The other source of Emily’s problems is her family. Her father chases away any men that came to try to court Miss Emily. The town says, “We remember all the young men her father had driven away…” (Faulkner 379). They also say “The people in our town…believe that the Griersons hold themselves a little too high for what they really are” (Faulkner 379). The town forms its opinion of Emily from how it sees her family. Then the town says of her cousins “We were glad because the two female cousins were even more Grierson than Miss Emily had ever been” (Faulkner 381). The town is once again assuming that Emily is like her family, when they don’t even know her. Had Emily not been born to the Grierson family, she probably would have a much more normal lifestyle.

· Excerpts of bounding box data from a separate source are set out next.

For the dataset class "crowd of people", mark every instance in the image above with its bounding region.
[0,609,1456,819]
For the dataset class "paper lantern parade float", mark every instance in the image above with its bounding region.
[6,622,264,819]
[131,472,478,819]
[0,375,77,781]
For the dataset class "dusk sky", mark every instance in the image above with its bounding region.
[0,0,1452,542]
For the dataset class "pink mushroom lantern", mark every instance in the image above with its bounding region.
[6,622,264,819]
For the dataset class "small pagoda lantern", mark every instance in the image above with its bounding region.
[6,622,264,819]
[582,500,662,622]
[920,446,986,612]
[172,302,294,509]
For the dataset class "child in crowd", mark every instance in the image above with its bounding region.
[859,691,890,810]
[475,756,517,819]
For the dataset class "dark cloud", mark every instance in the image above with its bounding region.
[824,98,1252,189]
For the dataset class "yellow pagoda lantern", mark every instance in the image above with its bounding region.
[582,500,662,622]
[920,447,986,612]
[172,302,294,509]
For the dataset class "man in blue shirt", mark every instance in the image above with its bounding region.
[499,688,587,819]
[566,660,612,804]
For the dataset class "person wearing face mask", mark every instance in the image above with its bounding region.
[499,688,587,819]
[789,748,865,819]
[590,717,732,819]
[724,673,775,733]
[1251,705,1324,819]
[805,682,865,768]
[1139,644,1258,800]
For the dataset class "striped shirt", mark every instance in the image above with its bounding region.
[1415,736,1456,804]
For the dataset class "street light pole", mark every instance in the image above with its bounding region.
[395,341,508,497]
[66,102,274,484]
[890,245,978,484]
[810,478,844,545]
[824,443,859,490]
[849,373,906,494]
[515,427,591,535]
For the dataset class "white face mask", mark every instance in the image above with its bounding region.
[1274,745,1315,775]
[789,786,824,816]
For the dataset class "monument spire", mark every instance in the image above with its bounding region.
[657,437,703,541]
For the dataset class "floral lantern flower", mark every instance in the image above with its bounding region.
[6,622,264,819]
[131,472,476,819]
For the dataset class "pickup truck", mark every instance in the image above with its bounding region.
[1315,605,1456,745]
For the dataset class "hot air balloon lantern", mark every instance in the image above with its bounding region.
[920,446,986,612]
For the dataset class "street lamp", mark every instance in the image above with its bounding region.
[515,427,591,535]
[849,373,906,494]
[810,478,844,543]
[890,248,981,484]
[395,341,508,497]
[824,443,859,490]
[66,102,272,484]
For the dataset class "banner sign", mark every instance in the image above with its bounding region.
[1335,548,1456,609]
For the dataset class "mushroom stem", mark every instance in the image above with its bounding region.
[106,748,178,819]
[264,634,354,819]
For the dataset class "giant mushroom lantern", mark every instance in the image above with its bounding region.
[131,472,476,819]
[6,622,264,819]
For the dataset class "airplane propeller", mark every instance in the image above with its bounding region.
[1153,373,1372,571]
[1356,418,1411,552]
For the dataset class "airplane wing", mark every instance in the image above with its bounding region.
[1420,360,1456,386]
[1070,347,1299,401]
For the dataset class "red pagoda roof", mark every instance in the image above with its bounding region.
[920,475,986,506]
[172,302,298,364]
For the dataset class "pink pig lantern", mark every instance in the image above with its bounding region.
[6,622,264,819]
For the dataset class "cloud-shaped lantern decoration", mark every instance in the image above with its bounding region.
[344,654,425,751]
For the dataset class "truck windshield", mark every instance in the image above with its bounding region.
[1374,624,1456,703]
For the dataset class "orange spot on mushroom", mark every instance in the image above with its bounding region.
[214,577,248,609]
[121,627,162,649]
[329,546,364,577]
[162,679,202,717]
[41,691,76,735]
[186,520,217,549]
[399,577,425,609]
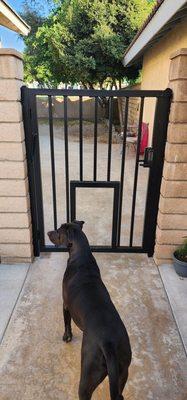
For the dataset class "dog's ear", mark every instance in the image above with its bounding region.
[73,220,84,229]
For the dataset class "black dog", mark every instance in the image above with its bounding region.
[48,221,131,400]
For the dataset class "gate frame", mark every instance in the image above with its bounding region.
[21,86,172,257]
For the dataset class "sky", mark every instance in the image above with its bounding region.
[0,0,24,51]
[0,0,49,52]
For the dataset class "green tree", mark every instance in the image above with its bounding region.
[23,0,154,87]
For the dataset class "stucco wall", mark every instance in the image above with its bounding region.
[141,19,187,141]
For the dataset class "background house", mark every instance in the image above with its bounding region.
[0,0,30,35]
[123,0,187,137]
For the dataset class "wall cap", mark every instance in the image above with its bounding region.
[0,48,23,60]
[170,49,187,60]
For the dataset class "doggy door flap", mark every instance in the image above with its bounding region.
[70,181,120,247]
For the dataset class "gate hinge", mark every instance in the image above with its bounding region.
[139,147,154,168]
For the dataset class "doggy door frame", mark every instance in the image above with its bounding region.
[70,181,120,251]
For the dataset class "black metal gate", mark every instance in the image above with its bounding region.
[22,87,171,256]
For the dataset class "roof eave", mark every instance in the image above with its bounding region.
[123,0,186,67]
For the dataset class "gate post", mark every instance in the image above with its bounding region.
[0,49,33,263]
[154,49,187,265]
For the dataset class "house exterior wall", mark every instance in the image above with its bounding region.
[154,48,187,265]
[118,84,141,126]
[141,19,187,143]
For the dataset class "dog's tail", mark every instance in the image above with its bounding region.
[103,342,124,400]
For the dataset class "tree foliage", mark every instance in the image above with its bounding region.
[22,0,154,87]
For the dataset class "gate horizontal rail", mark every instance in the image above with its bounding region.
[24,88,171,97]
[22,87,172,256]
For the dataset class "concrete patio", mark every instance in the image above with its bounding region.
[0,253,187,400]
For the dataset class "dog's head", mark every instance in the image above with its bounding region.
[47,220,84,247]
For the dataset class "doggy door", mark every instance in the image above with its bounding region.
[70,181,120,248]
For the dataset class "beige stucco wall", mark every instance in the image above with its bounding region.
[141,19,187,142]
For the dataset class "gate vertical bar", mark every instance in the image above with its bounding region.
[21,86,40,257]
[143,89,172,257]
[107,97,113,182]
[129,97,144,247]
[93,97,98,182]
[117,97,129,246]
[21,86,44,257]
[64,96,70,222]
[48,96,57,230]
[79,96,83,181]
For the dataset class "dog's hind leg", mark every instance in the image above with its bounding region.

Emily’s problems come from the town and the precedents her family has set. Emily is only acting the way she thinks everyone expects her to act. “[Faulkner wishes] to force the reader to look behind the words to the hidden, more profound meaning that is nowhere expressly embodied in the writing” writes Claude-Edmonde Magny (144). In society today children of the poor are often seen as growing up to be poor, and therefore many of them do. Treating them in this way only contributes to their demise, just as treating Emily the way the town and her family do contributes to hers. Faulkner is saying in his subtle way that society should open its mind.
Works Cited
Faulkner, William. “A Rose for Emily.” Fictions. Eds. Joseph F. Trimmer and C. Wade Jennings. 3rd ed. Orlando: Harcourt Brace, 1994.
Magny, Claude-Edmonde. “Faulkner, or Theological Inversion”. Contemporary Literary Criticism 18 (1981): 143-145.